The scroll lay open on the table, but no one dared to look at it again.
Its seal, stamped with the imperial crest and lined in silver thread, gleamed faintly in the solar chamber, mocking the silence.
Lord Caelum Ashborn stood with his back to the window, arms crossed, eyes fixed on the horizon as if he could undo what had happened.
Kalel had accepted without protest, without hesitation, without a farewell.
"He's gone," Caelum said flatly.
Elowen sat rigidly, expression carved from stone. She hadn't spoken since the courier departed with the family's silent consent.
"They bought him?" Rowen asked, voice colder than usual.
"They offered compensation," Caelum replied.
"They offered everything," Elowen added softly. "And we accepted."
The words tasted like ash.
⸻
Virellia Academy, under imperial directive, offered a generous arrangement:
• A lifetime decree of resource priority across three central trade channels.
• Exclusive access to high-tier cultivation vaults restricted to the Council families.
• A private realmsteel vein untouched and freshly discovered.
And political absolution.
No empire official would question the Ashborns for Kalel's transfer. It was sanctioned, dignified, polished, and irreversible.
⸻
Rowen leaned against the wall, arms crossed. His posture was casual, but his eyes were sharp.
"He didn't hesitate," Rowen said. "He didn't ask for a blessing. He didn't demand anything."
"He made a decision, one we didn't expect," Elowen murmured.
"No," Caelum corrected. "One we underestimated."
Silence settled.
Deep down, they all felt it.
Kalel hadn't just accepted. He'd escaped them.
And for the first time in years, they didn't know what he was becoming.
Kalel
They brought me to the academy at dawn.
The carriage rose through clouds, slicing the morning open with chilled silence.

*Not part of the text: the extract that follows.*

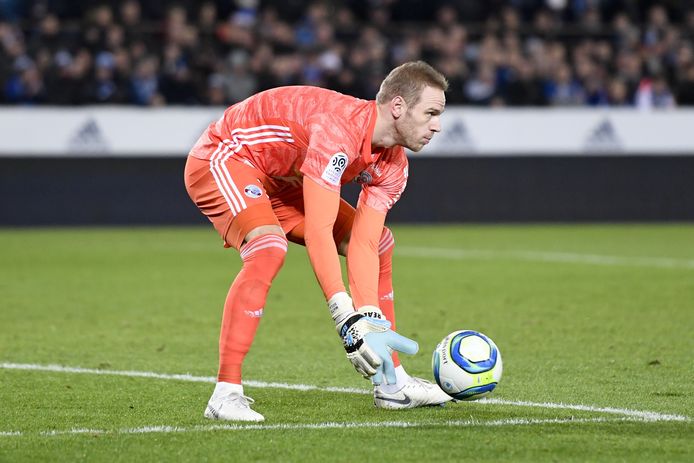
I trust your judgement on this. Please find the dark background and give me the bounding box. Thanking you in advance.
[0,154,694,226]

Virellia Academy, one of the four sacred islands above the continent, appeared divine and untouchable from below. But I felt no awe as I stepped onto the polished black stone landing.
Only calculation.
The air smelled like memory and containment.
The Arch-Dean, Velari, stood waiting. She was still unreadable and composed.
"Welcome, Kalel D. Ashborn," she said with no warmth.
Two masked attendants held a folded document and a crystal band.
"This is your containment directive. You may move freely within the sigil grid. You're not a prisoner, but under observation."
"And if I decline?"
"Then your family forfeits the agreement's remaining terms," she said, voice like glass.
Of course, the price had already been paid.
I skimmed the runes on the document and didn't answer.
My quarters were on the academy's eastern spire, a tier reserved for nobility or arcane prodigies. It was spacious, with vaulted ceilings, realm-forged meditation circles, tiered study platforms, and a basin of purified starwater.
I ran my fingers along the mana resonance channel, which purred faintly beneath my touch.
Luxury, isolation, a gilded cage.
You've bought me time, I thought, but not me.
I examined the titles on the archive shelf: rare, ancient, restricted. Tomes of star resonance, forbidden architecture, whispers of collapsed constellations.
Power they thought would satisfy me, keep me.
That night, I stood in the training ring, letting my mind still. I breathed in, drawing nothing but quiet into my chest.
And the Origin stirred.
No light, no aura, just pressure.
A silent acknowledgment of my fury.
For the first time, I realized I didn't belong to myself.
That revelation didn't make me afraid; it made me cold.
A knock. Not soft measured.
I opened the door.
A tall, dark-haired girl stood there, her robes marked with the seal of the Observation Wing.
"You're not required to speak," she said. "I'm your first watch."
"How many are there?"
"Enough."
"To keep me contained?"
"To keep the world safe."
She smiled, not out of cruelty, but out of pity.
"You moved the Veil," she whispered. "Even the Dean doesn't know what that means."
She handed me a coded, formal, brief scroll.
My first "lesson" would begin in the morning not in spellcasting or warfare, but in compliance.
I closed the door slowly, sat on the edge of the meditation dais, and let the fury rise.
They'd study me like a prophecy torn from a page. They'd observe, map, constrain.
But every moment I remained under their thumb, my fury would sharpen.